In the last five years of his reign of terror over Louisiana, Bobby Jindal masterfully executed the demonizing of professional educators and the destruction of public school education as we know it. Driven by greed, he convinced legislators to facilitate the privatization of public education through the proliferation of predatory charter schools and by creating an invalid method of evaluating teachers in an effort to give the appearance of a failing system to justify privatization. Sounds like a powerful governor, right? Not really. He had help.
Today, the Louisiana legislature is closing on its second special session of the year. Why were these two special sessions needed? Well, former governor, Jindal, left office with Louisiana in an unprecedented deficit. I fear that when this session closes at midnight, the budget will not be settled.
Why is it that we are unable to balance the budget and move on? In short, Louisiana is faced with both a spending problem and a revenue problem. On the spending side, it seems as though the legislature has a priority problem. I believe there is still room to make cuts and still fund K-12 education, higher ed and healthcare; however, these areas continue to be cut in favor of TOPS and other pet projects.
On the revenue side, Louisiana depends on a tax structure that generates revenue on the backs of the middle class and poor, while giving away enough tax revenue to corporations to close the budget gap three times. How does the state do this? It is done via tax rebates and incentives. Why not just do away with them? Well, it isn’t that easy. What I am about to tell you may shock you, but the great state of Louisiana isn’t controlled by the governor, or the legislature. It is controlled by the almighty Louisiana Association of Business and Industry, also known as LABI. For those who don’t know, LABI was formerly known as the Louisiana Chamber of Commerce. Yes, the same Chamber of Commerce in your hometown. Only, most of them have changed their names to some sort of “Alliance.”
How does LABI do this? Well, under the guidance of the former governor’s Chief of Staff, Stephen Waguespack, the organization uses its endless supply of finances to influence lawmakers, and through its efforts, controls the direction and outcome of nearly every detail of state government. How do I know this? I’ve seen it first hand.
I started this blog talking about the legislature and the budget because I wanted to explain LABI’s role in state government. Why? Because this very same organization has been the driving force in the destruction of public education.
I spent a great deal of time at the capitol during part of the first special session and most of the regular session. I observed, first hand, how LABI uses its influence to get what it wants. For example, nearly every education legislation proposed by Governor Edwards was killed in committee. The one piece of legislation that got through was a revision to teacher evaluations.

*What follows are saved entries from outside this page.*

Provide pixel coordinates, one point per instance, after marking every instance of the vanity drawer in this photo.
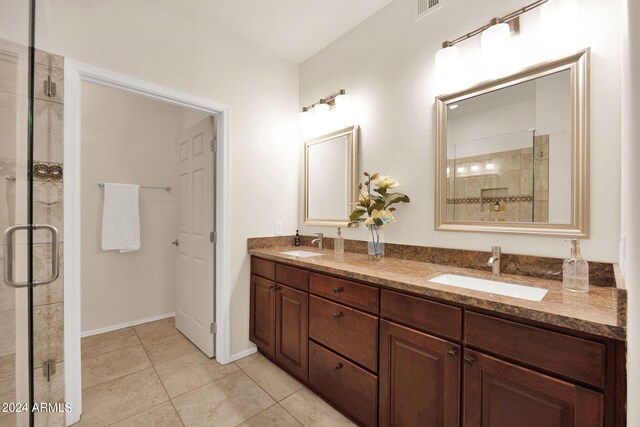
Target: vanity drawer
(263, 268)
(291, 276)
(349, 332)
(421, 314)
(572, 357)
(348, 386)
(346, 292)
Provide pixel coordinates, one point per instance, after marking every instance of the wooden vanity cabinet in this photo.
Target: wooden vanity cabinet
(419, 378)
(262, 315)
(501, 394)
(292, 308)
(279, 316)
(389, 358)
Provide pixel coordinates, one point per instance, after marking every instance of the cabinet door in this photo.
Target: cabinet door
(500, 394)
(419, 378)
(292, 330)
(263, 315)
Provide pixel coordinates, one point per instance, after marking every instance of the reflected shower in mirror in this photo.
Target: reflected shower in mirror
(330, 177)
(513, 153)
(508, 154)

In retrospect, it is clear that it was a blatant attempt to patronize the governor. When you come to the table demanding votes for a contract, or pitch a fit over negotiations and shut them down because you can, you clearly don’t have the interests of children in mind. With the disappearance of an ethics bill that would’ve sent John White packing, I suspect that LABI got what they wanted.
So, what is the point of this blog? The point is that we…meaning all of us…have to organize our actions and efforts if we are going to save our children. Let’s talk about who was at the table during that teacher evaluation. Basically, your run in the mill stakeholders.
- Stand for Children (SFC)
- Louisiana Association of Educators (LAE)
- Louisiana Federation of Teachers (LFT)
- Louisiana School Board Association (LSBA)
- Governor’s Office
Did you notice something here? There is no representation of parents and children. Now, SFC will argue that they serve that role. I’m here to tell you, SFC does not represent me, or my children. Who do you think controlled the outcome of these negotiations? LABI, of course. By the way, they reneged on the negotiated agreement, and no one can do anything about it. The revised evaluations were supposed to be accompanied by a task force to study and make meaningful changes to the evaluation system, but someone’s personal agenda got in the way, and it ticked off LABI, so they killed the task force.
We, as parents, have got to unite and raise our voices. The new ESSA law guarantees us a seat at the table for these negotiations. Whether it be through an organized membership, or some other effort, we have got to get involved, or before you know it, all will be lost.